A Shorten Labor Government will commit $15 million to fund the Northern Territory’s first PET scanner and associated equipment at the Alan Walker Cancer Centre.
The NT is the only Australian state or territory without a PET scanner, forcing Territorians with cancer to travel interstate for this potentially lifesaving treatment.
A cancer diagnosis is already a highly stressful time for patients, without the added burden and expense of having to travel across the country, leaving friends and family behind, for treatment.
We know from bitter experience the further patients are required to travel, the lower are their chances of attending, and the lower the chances of being successfully treated.
Unlike the CLP, which has been promising to provide a PET scanner for six years now, a Shorten Labor Government will deliver this long overdue investment in the health of Territorians.

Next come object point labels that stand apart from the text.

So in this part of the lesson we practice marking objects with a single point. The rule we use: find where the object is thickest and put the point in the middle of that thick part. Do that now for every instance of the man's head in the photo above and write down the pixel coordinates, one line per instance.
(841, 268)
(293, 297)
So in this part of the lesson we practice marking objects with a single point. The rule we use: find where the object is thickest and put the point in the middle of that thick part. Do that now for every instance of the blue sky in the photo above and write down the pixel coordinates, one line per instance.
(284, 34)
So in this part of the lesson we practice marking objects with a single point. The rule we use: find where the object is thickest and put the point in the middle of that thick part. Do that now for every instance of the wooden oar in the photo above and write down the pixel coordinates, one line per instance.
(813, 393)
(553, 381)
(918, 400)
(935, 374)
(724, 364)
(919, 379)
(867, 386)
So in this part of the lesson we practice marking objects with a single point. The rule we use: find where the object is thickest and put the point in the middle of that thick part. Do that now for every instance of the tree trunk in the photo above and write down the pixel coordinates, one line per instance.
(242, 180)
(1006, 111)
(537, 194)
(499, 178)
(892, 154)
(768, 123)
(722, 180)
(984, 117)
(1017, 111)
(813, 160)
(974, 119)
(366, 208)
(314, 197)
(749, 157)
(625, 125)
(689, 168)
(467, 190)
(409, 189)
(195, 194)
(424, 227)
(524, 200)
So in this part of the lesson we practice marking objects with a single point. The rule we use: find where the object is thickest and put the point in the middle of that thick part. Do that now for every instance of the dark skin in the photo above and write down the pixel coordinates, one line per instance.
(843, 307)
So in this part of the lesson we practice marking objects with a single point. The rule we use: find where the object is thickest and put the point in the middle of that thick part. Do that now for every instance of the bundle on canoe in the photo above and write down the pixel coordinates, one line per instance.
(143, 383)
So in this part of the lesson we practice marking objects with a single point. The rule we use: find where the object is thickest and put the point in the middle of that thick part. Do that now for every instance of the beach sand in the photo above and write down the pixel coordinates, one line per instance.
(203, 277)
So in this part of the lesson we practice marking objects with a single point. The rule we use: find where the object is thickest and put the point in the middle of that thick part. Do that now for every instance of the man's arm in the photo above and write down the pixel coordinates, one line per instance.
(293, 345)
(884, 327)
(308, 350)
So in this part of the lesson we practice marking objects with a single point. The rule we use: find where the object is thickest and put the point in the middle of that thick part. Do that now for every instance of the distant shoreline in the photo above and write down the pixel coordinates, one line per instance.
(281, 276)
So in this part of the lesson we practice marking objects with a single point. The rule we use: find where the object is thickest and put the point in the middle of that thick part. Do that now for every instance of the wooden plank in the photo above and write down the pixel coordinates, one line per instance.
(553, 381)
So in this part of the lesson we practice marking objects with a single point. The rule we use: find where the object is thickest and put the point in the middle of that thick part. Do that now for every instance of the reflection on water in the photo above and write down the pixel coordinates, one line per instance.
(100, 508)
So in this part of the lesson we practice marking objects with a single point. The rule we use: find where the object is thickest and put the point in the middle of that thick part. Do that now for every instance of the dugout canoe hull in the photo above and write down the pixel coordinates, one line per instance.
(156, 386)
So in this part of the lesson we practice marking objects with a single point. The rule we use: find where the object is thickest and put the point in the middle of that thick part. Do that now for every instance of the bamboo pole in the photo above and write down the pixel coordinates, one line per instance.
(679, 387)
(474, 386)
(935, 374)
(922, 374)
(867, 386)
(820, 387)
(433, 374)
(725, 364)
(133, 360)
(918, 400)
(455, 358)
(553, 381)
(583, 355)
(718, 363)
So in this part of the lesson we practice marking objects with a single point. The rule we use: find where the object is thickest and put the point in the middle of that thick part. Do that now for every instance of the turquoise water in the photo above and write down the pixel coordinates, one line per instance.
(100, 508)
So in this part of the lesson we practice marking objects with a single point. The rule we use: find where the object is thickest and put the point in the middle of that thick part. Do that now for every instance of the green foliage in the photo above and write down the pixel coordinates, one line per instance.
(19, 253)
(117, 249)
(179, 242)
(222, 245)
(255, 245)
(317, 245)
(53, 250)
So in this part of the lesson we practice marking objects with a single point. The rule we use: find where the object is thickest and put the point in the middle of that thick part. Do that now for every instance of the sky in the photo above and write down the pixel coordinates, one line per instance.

Labor’s investment will fund a PET Scanner, and ongoing funding for, along with a cyclotron, the medical equipment that makes radioactive tracers which are used for scans to detect various cancers.
This investment will make Darwin a hub for cancer treatment in the north of Australia and potentially even for our nearest Asian neighbours.
This investment will confirm, yet again, that only Labor delivers the health care investment needed by the people of the Northern Territory.
It was Labor that built the Alan Walker Cancer Care Centre which has already improved patient outcomes by allowing people to be treated in the Territory.
This has resulted in fewer people being forced to travel interstate, ensuring Territorians have the same levels of care and treatment that patients in other states are entitled to.
By contrast, the debacle of the long delayed Palmerston Hospital confirms the CLP is unable to deliver the health care the people of the Northern Territory need.
Labor’s investment highlights once again that only Labor believes in Medicare and only Labor will deliver the healthcare and health infrastructure Territorians need.